De vrouw is tot 19 november 1999 in algehele gemeenschap van goederen gehuwd met haar man. Op die datum wijzigen zij hun huwelijksgoederenregime in huwelijkse voorwaarden, waarbij iedere gemeenschap is uitgesloten.
Aansprakelijkstelling
Als de man de aan hem opgelegde (navorderings)aanslagen inkomstenbelasting 1997 t/m 1999 gedeeltelijk niet betaalt, wordt de vrouw bij beschikking van 2 november 2004 voor ongeveer 50% van de aanslagen aansprakelijk gesteld. De vrouw gaat met succes in beroep bij rechtbank Breda, maar hof Den Bosch verklaart het hoger beroep van de ontvanger gegrond en wijst de zaak terug naar de rechtbank. Als de vrouw in cassatie gaat, handhaaft de Hoge Raad de aansprakelijkstelling. Rechtbank Breda doet nu opnieuw uitspraak in deze zaak.
Uitstel van betaling
Allereerst gaat de rechtbank na of ten tijde van de aansprakelijkstelling voor de man nog uitstel van betaling gold en stelt vast dat dat niet het geval was. Vervolgens stelt de rechtbank vast dat de formulering van de beschikking aansprakelijkstelling duidelijker had gekund, maar hoe dan ook toch voldoende duidelijk is. Het bedrag waarvoor de vrouw aansprakelijk is gesteld (€ 101.074,77) wordt namelijk expliciet in de beschikking vermeld.

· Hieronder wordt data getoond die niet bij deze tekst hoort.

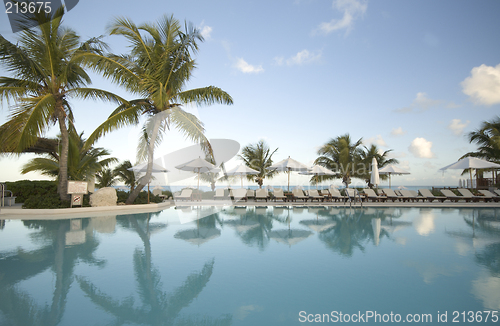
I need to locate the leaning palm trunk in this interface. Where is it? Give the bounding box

Tijdsevenredige toerekening
Verder heeft de ontvanger in voldoende mate rekening gehouden met de in de tijd ontstane schuld. Met ingang van 19 november 1999 golden de huwelijkse voorwaarden. Het bedrag van de aansprakelijkstelling over 1999 is vastgesteld door het bedrag van de belastingschuld over dat jaar te vermenigvuldigen met 318/360. Die tijdsevenredige toerekening is voor aansprakelijkstelling voldoende, aldus de rechtbank.
Belastingschulden niet verknocht
Tot slot beslist de rechtbank dat de belastingschuld van de man niet verknocht is, ook niet nu belastingschulden voortvloeien uit inkomsten verkregen uit strafbare feiten van de man, waarmee de vrouw niets te maken heeft.